The main point that Ed made is that situations like Lowe's, Aki's, JGP's, aren't going to happen in future. That's a bit of a "NZ" only problem, because those players need to reach such a high standard to be chosen by the All Blacks, were as a country like Ireland wants them a lot earlier like that. This is basically the 'ready in 3 years' concept Ireland relied on, versus the '5 years and they've left' concept' were that player is now ready to be chosen by the All Blacks (given a contract to play Super, ala SBW, and hopefully Manu).


The 'mercenary' thing that will take longer to expire, and which I was referring to, is the grandparents rule. The new kids coming through now aren't going to have as many gp born overseas, so the amount of players that can leave with a prospect of International rugby offer are going to drop dramatically at some point. All these kiwi fellas playing for a PI, is going to stop sadly.


The new era problem that will replace those old concerns is now French and Japanese clubs (doing the same as NRL teams have done for decades by) picking kids out of school. The problem here is not so much a national identity one, than it is a farm system where 9 in 10 players are left with nothing.
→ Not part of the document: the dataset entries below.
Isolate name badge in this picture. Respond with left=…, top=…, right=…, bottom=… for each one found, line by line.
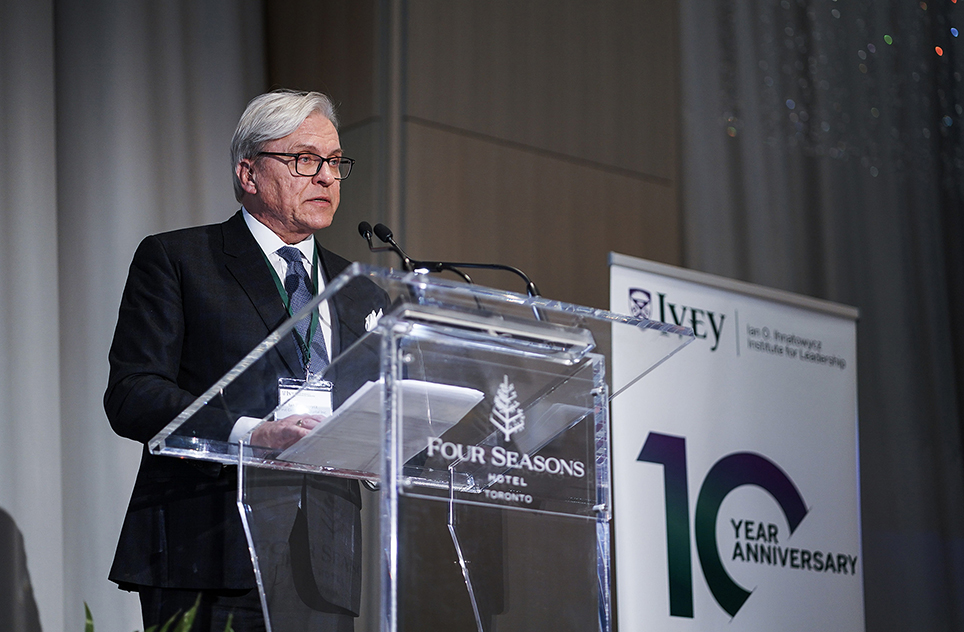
left=274, top=377, right=334, bottom=420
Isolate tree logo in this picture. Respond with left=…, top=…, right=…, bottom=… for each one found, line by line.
left=489, top=375, right=526, bottom=441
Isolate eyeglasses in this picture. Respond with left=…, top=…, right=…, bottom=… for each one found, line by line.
left=258, top=151, right=355, bottom=180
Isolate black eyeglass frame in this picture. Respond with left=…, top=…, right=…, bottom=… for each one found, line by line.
left=258, top=151, right=355, bottom=180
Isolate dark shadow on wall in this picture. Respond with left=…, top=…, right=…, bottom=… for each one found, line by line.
left=0, top=509, right=41, bottom=632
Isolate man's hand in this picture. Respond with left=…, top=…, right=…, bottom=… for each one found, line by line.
left=251, top=415, right=321, bottom=450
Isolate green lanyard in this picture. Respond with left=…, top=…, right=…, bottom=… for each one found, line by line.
left=261, top=243, right=321, bottom=368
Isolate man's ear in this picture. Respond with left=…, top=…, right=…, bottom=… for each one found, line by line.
left=234, top=160, right=258, bottom=195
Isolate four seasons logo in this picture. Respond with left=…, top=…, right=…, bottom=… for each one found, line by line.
left=489, top=375, right=526, bottom=441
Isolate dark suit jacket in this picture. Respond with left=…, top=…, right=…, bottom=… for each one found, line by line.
left=104, top=211, right=385, bottom=610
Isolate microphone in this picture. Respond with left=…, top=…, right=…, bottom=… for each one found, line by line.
left=358, top=222, right=540, bottom=296
left=358, top=222, right=372, bottom=247
left=375, top=224, right=415, bottom=272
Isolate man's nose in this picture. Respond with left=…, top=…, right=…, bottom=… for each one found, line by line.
left=315, top=162, right=336, bottom=186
A stunted education and no support in a foreign country (well they'll get kicked out of those countries were they don't in Australia).


It's the same sort of situation were NZ would be the big guy, but there weren't many downsides with it. The only one I can think was brought up but a poster on this site, I can't recall who it was, but he seemed to know a lot of kids coming from the Islands weren't really given the capability to fly back home during school xms holidays etc. That is probably something that should be fixed by the union. Otherwise getting someone like Fakatava over here for his last year of school definitely results in NZ being able to pick the cherries off the top but it also allows that player to develop and be able to represent Tonga and under age and possibly even later in his career. Where as a kid being taken from NZ is arguably going to be worse off in every respect other than perhaps money. Not going to develop as a person, not going to develop as a player as much, so I have a lotof sympathy for NZs case that I don't include them in that group but I certainly see where you're coming from and it encourages other countries to think they can do the same while not realising they're making a much worse experience/situation.